Many are the wines, both white and red, produced from vineyards on the Campidano Plain (Nuragus, Barbera, Monica, Cannonau, Moscato), some of which are also excellent as appetizers (Vermentino, Vernaccia). The digestive liqueurs distilled from myrtle berries and su fil ‘e ferru, Sardinia’s brandy, so-called from the moonshiners’ trick of hiding their merchandise underground with a piece of wire coming to the surface to help them find it when the revenue officers were not in sight.
Monica, together with Cannonau, is the most common species of vine all over Sardinia. Its origins are rather uncertain, but the evidence seems to point to Spain, since it is often referred to as Mora di Spagna. This wine expresses all its productive exuberance in deep, moderately calcareous soils. The areas with gently sloping hills well oriented towards the sun appear to be the best places for the production of Monica grapes, which have a perfect balance of coloring and sugary substances. In the Monica vineyards we almost always find associations with other grape varieties (15%, 20%) which tend to exalt even more the fine characterization and value of this variety. Monica wine is best known for its suppleness, the delicacy of its flavor and a balanced alcoholometric strength, on the average between 11° and 12°. The D.O.C. (V.Q.P.R.D.) abbreviation has been assigned to two types:
- one decidedly a table wine denominated Monica di Sardegna;
the other, more full-bodied and stronger (minimum 13° alcohol) thanks to a slight drying of the grapes on the vine, denominated Monica di Cagliari.
Among Sardinia’s white wines, Nuragus is definitely the one produced in the largest quantity. The growing of this vine is concentrated prevalently in the provinces of Cagliari and Oristano. The origins of this important variety appear to be unknown, and this has led some to consider it native to the island, born from a few seeds near a nuraghe. In many places in Sardinia this grape is called “burda” (wild) in the local idiom. The massive diffusion of this vine is to be explained by its rusticity and resistance to many plant diseases, in the lateness of its vegetative revival, in its capacity to adapt to all kinds of soil and, most of all, to its abundant fructification. It is the grape that “winds up the harvest season” in Sardinia since it ripens after all the others. The finest quality Nuragus wines are appreciated as appetizers and as wine to accompany seafood. In the last few years it has also been used in the preparation of brut and demi sec sparkling wines (by harvesting the grapes before they are fully ripe). Considering its peculiar qualitative characteristics, this wine was recognized as a V.Q.P.R.D. wine as far back as 1975. Today, Nuragus di Cagliari V.Q.P.R.D. wine is bottled and sold by Sardinian producers on European and international markets with good success.
MALVASIA, NASCO, MOSCATO
These three wines strongly characterize Sardinian production of dessert wines and represent three pearls of the island’s wine production. The Malvasia vine grown in Sardinia is typically local and differs greatly from the many other Italian Malvasias. The growing of this variety is concentrated in two typical areas of production, the province of Nuoro, where it faces the sea on the western side of the island, with the Appellation d’Origine Controlee of Malvasia di Bosa, and the province of Cagliari, on lands to the southeast of the town of Cagliari, with the appellation of Malvasia di Cagliari. Recently these grapes, harvested before full ripening, go into the making of a pleasantly fragrant sparkling wine with a sweet taste. Nasco is perhaps the only grape truly native to the island. Its production is quite limited and concentrated prevalently in the areas with calcareous soils in the south of the province of Cagliari. Moscato, on the contrary, is grown all over the island, with three different V.Q.P.R.D. varieties: Moscato di Cagliari, Moscato di Sorso – Sennori and Moscato di Sardegna. The first two are characterized by a high alcohol content and a high percentage of natural sugars, while the third is a decidedly sweet sparkling wine, the sign of a Moscato with a good qualitative level.
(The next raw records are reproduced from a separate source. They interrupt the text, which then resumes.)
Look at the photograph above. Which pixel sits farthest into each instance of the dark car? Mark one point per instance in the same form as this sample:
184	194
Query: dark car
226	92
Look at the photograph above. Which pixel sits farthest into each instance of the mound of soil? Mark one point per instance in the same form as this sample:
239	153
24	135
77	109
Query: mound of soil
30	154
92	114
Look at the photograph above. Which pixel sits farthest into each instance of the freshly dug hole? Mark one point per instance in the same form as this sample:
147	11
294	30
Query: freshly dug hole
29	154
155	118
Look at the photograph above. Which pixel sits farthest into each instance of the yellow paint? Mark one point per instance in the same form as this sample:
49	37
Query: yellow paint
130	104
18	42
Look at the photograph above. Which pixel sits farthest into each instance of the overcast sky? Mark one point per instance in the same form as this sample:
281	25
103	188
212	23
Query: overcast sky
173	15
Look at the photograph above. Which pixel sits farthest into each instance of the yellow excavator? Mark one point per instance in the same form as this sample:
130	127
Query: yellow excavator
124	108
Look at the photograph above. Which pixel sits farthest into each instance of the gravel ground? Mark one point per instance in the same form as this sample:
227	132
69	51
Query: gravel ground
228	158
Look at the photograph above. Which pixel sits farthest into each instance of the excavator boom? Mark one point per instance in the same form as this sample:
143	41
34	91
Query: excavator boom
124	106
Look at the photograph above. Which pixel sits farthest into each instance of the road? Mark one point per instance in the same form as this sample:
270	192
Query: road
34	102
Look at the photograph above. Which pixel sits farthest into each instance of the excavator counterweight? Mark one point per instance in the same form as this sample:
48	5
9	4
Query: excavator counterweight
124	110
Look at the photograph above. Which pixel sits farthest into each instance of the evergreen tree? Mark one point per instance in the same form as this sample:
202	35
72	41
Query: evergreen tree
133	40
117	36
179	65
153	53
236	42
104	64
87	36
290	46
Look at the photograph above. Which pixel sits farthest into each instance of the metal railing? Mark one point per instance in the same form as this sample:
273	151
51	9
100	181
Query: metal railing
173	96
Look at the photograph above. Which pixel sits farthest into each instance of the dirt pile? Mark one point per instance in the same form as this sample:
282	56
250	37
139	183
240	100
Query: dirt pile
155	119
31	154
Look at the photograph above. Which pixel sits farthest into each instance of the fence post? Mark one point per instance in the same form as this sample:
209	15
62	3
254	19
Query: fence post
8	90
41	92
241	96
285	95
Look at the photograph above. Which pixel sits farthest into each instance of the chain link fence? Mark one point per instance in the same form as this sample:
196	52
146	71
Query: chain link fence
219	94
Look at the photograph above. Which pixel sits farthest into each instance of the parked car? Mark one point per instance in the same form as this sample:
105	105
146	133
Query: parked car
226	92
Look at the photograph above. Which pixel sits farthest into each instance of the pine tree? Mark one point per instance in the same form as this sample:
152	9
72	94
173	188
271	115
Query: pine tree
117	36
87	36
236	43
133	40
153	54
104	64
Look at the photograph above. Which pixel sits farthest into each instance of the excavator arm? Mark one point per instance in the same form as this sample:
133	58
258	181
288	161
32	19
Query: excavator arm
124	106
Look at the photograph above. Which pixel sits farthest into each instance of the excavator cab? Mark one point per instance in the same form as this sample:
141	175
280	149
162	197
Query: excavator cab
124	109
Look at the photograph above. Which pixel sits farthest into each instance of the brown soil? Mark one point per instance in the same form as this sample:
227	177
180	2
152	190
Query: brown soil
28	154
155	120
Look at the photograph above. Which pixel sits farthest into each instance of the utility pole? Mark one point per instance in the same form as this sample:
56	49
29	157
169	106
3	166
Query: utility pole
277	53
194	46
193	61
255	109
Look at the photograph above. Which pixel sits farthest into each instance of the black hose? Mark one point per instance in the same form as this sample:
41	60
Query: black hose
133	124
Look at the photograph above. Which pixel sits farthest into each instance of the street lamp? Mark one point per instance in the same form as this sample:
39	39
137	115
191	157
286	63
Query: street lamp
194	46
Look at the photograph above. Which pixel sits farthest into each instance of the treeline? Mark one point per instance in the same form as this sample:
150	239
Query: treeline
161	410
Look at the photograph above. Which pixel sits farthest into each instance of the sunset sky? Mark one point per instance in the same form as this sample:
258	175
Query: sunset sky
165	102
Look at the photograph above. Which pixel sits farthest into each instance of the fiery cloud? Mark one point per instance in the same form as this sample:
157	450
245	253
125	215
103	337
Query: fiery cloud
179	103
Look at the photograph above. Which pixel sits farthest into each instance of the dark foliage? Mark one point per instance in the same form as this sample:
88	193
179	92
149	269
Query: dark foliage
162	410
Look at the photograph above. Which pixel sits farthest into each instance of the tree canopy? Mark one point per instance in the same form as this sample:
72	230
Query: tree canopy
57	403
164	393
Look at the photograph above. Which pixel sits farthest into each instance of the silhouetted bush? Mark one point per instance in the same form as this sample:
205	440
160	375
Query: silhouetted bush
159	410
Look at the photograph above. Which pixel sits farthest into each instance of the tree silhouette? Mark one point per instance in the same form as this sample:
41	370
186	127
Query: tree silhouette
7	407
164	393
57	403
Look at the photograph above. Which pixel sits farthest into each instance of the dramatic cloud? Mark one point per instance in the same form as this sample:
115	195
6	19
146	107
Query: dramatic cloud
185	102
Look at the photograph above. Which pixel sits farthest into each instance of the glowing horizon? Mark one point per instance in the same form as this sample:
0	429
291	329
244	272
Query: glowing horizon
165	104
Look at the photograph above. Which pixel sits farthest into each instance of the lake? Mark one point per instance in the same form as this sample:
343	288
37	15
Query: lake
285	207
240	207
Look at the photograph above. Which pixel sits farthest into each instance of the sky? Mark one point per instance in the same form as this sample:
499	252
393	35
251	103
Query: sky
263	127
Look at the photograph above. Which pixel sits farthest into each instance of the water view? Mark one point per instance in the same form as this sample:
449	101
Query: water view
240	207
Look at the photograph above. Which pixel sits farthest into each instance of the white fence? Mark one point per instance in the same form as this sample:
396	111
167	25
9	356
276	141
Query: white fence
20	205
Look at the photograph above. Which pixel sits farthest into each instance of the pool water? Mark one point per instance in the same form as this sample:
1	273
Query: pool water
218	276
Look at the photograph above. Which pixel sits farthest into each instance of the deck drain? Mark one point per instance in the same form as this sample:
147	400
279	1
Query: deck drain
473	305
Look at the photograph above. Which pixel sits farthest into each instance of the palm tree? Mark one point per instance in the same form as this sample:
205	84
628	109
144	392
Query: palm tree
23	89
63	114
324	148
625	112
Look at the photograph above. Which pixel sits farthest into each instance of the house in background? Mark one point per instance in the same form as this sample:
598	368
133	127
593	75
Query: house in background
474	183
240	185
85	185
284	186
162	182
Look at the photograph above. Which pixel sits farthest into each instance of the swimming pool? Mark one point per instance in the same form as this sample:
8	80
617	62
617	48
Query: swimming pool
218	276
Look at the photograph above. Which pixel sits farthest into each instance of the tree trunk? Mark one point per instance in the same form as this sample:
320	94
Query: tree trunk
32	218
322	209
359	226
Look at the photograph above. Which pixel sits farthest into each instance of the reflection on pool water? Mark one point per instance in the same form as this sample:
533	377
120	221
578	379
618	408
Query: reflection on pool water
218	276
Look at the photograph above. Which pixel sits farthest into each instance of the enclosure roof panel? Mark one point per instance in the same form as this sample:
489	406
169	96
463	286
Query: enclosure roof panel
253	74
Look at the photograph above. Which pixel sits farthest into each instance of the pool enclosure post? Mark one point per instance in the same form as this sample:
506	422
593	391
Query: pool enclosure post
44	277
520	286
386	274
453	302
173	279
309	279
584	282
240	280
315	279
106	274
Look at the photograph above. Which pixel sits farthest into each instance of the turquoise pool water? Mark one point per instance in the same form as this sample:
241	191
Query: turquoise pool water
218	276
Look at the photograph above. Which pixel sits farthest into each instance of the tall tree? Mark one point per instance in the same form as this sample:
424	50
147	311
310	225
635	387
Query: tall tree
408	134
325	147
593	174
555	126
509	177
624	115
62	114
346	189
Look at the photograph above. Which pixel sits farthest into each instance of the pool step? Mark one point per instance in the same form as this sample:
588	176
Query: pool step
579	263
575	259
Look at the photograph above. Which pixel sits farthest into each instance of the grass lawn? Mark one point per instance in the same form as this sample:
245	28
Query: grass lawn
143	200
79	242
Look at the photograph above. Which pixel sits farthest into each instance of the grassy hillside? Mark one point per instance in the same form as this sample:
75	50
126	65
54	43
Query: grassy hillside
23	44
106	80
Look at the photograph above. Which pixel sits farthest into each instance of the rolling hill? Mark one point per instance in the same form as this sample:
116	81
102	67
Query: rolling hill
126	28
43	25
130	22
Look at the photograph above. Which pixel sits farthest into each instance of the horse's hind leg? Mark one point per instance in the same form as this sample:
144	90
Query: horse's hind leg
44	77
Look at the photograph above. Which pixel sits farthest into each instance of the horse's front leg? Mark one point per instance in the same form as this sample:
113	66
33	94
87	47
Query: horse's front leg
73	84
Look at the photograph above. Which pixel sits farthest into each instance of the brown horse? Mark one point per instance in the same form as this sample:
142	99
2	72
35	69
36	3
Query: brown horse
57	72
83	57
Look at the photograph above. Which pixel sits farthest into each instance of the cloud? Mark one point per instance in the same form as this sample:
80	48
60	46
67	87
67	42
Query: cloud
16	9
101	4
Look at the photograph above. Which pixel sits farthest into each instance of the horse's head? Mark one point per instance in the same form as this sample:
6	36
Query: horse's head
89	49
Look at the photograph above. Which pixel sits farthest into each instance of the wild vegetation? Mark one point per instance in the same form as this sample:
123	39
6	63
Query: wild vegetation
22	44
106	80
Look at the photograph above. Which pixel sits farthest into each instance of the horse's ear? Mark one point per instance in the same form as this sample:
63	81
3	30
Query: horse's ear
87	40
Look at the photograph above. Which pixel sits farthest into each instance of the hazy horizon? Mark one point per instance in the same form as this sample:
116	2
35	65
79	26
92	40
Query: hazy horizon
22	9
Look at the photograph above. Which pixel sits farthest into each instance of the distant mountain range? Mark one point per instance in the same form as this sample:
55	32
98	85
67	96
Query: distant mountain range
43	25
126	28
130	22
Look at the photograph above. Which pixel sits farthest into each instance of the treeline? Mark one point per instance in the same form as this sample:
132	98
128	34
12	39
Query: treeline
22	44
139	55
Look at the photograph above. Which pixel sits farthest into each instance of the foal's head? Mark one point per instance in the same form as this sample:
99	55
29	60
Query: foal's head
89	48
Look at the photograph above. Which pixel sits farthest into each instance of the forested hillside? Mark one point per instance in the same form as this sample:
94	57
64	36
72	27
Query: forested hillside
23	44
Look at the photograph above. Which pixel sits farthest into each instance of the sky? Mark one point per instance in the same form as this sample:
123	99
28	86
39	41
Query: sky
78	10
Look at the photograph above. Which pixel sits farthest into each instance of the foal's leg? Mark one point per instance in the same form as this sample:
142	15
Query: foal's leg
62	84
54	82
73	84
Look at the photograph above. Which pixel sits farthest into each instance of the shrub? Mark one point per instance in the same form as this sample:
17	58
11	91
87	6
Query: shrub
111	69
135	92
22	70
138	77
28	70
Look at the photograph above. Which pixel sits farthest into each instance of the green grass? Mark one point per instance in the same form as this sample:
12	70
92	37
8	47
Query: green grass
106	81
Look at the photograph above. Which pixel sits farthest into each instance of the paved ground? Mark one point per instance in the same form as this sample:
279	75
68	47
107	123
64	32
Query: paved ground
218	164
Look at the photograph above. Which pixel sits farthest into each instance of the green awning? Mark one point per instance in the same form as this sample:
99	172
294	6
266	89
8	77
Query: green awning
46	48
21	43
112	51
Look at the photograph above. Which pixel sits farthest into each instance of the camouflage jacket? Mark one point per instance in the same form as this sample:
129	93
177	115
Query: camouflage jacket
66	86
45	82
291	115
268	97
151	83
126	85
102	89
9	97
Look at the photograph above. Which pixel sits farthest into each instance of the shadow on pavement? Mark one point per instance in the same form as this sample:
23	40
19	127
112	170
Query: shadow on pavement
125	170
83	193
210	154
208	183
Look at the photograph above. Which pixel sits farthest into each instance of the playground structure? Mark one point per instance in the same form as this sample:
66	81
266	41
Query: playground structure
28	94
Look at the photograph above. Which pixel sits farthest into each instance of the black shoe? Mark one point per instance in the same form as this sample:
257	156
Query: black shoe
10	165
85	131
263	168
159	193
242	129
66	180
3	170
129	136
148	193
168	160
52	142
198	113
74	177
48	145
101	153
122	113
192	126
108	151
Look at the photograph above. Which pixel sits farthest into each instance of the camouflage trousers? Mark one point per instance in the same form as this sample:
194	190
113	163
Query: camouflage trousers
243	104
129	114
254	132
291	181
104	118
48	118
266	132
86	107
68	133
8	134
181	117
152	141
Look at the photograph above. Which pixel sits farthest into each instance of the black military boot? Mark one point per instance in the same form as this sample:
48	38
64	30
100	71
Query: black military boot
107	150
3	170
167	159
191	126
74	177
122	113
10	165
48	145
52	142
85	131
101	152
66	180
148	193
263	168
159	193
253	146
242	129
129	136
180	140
Definitely of Spanish origin, the Giro’ vine became widespread in southern Sardinia in the first half of the 18th century, when the island was governed by the Piedmontese, who applied the directives for vineyards established in 1736 by the Marquis di Rivarolo. The production of this vine continued successfully up to the second half of the last century when, following the destruction of vineyards caused by a phylloxera epidemic, most vine-growers preferred other vines for use in replanting their vineyards since other varieties gave a higher yield and vinification was less difficult. Only after V.Q.P.R.D. recognition in 1979 was there a revival in interest of Sardinian vine-growers for this vine, which is capable of yielding a viscous wine of great elegance, competitive at the global level with the best-known wines with similar characteristics.